JAMA–Why guideline making requires reform
A recent article by Sniderman and Furberg, “Why Guideline Making Requires Reform” is a remarkably comprehensive over-view of the pitfalls of evidence based guidelines. The article points out that guidelines are often mistaken for science when in fact their recommendations may be no more than “expert opinions”—which, of course, are subject to full spectrum of human failings, including bias, group think, and even conflicts-of-interests. If this sounds like part of the problem with the IDSA guidelines, it should. IDSA’s 2006 Lyme Guidelines contain 71 recommendations, of which 38 are based on no more than opinion.
Some of the other highlights from the Sniderman article include:
Importantly, even when it is known that areas of legitimate controversy will be covered, there is often no attempt to ensure that all sides will have reasonable opportunity to present their evaluation of the evidence and participate in the decisionmaking process. . . .
On many, if not most, issues the evidence, no matter how extensive, remains incomplete. For example, even though the general conclusion that statins reduce the risk of vascular events is incontestable, many specifics remain debatable, such as how intensive therapy should be, when therapy should be started for different clinical situations, and which markers should be used to monitor therapy. Because gaps in the evidence are inevitable, they must be filled in with judgments, and judgments tend to preserve previous positions. Thus, what is to be decided is often already decided with the selection of the deciders. . . .
In summary, evidence is complex and incomplete. Therefore, when the evidence warrants, guidelines should respect diversity of views. Guidelines must be directed only to the interests of patients and not to those who profit from them. Failure to reform the guideline process risks replacing one authority-based system with another, whereas the core objective should be to strengthen an evidence-based approach to improve clinical care.

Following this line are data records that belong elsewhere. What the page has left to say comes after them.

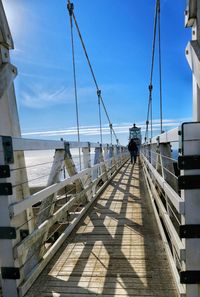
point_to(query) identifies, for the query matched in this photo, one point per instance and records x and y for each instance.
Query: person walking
(133, 149)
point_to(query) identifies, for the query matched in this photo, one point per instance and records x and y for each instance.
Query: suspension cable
(160, 68)
(70, 7)
(100, 122)
(149, 111)
(92, 71)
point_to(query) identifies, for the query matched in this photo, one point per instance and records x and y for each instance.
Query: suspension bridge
(104, 227)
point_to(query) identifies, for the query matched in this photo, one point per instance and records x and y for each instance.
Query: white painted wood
(176, 200)
(5, 35)
(9, 287)
(191, 133)
(180, 287)
(169, 136)
(87, 179)
(36, 250)
(20, 206)
(47, 257)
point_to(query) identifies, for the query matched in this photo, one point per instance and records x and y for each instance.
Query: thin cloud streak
(94, 130)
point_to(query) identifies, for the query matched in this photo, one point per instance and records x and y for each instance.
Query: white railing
(35, 220)
(174, 187)
(161, 174)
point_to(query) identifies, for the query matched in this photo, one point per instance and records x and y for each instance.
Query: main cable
(149, 111)
(160, 68)
(70, 7)
(92, 72)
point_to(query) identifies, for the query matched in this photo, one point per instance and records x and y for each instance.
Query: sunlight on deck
(112, 252)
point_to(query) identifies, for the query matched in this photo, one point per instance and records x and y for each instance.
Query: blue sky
(118, 37)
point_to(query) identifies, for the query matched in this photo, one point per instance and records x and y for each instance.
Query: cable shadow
(112, 252)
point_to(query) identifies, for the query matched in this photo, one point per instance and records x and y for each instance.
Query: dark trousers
(133, 156)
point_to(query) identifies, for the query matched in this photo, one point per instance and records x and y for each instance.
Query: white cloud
(37, 97)
(94, 130)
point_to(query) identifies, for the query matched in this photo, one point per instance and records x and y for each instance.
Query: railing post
(71, 169)
(189, 184)
(9, 272)
(167, 165)
(97, 152)
(47, 206)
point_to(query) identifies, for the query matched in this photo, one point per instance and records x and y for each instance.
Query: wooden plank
(111, 255)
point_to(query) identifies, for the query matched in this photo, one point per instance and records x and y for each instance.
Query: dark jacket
(132, 146)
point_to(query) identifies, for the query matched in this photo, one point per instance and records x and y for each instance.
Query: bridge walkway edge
(116, 250)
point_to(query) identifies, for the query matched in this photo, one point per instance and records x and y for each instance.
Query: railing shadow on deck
(131, 281)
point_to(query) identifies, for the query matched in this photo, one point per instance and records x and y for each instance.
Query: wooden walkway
(115, 251)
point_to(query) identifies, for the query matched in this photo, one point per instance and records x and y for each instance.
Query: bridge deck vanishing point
(115, 251)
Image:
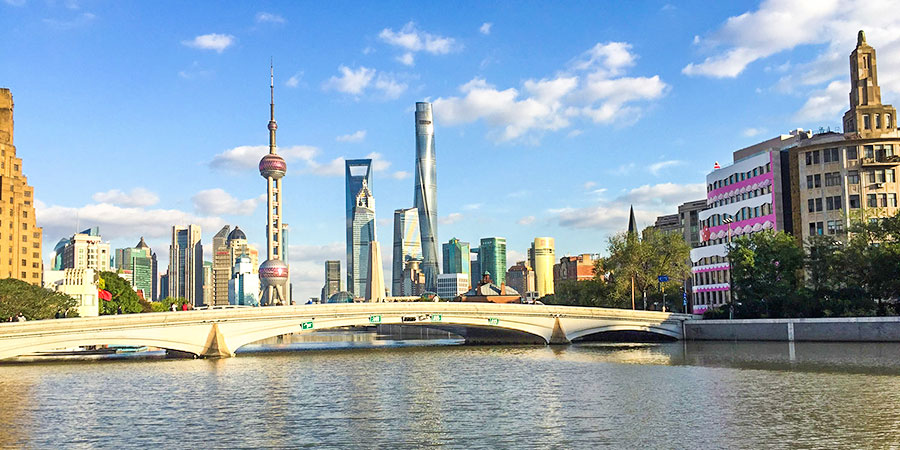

Sniderman suggests a number of reforms to the guideline development process, including:
Third, reports should not be issued unanimously unless all members fully agree to all sections. Alternate interpretations and viewpoints should be recorded and issued along with the majority opinions. Fourth, posting an almost final version on the Internet and inviting commentary is an attractive model. This helps ensure that where legitimate differences of scientific opinion exist, there is an opportunity for exchange before final decisions are taken. Fifth, before publication, guidelines should undergo independent scientific review. The journal editor should present the criticisms and suggestions that result from the reviewers to the panel for its responses, and may require revision of the guideline document, as appropriate. The editor also should consider co-publishing alternate points of view as necessary.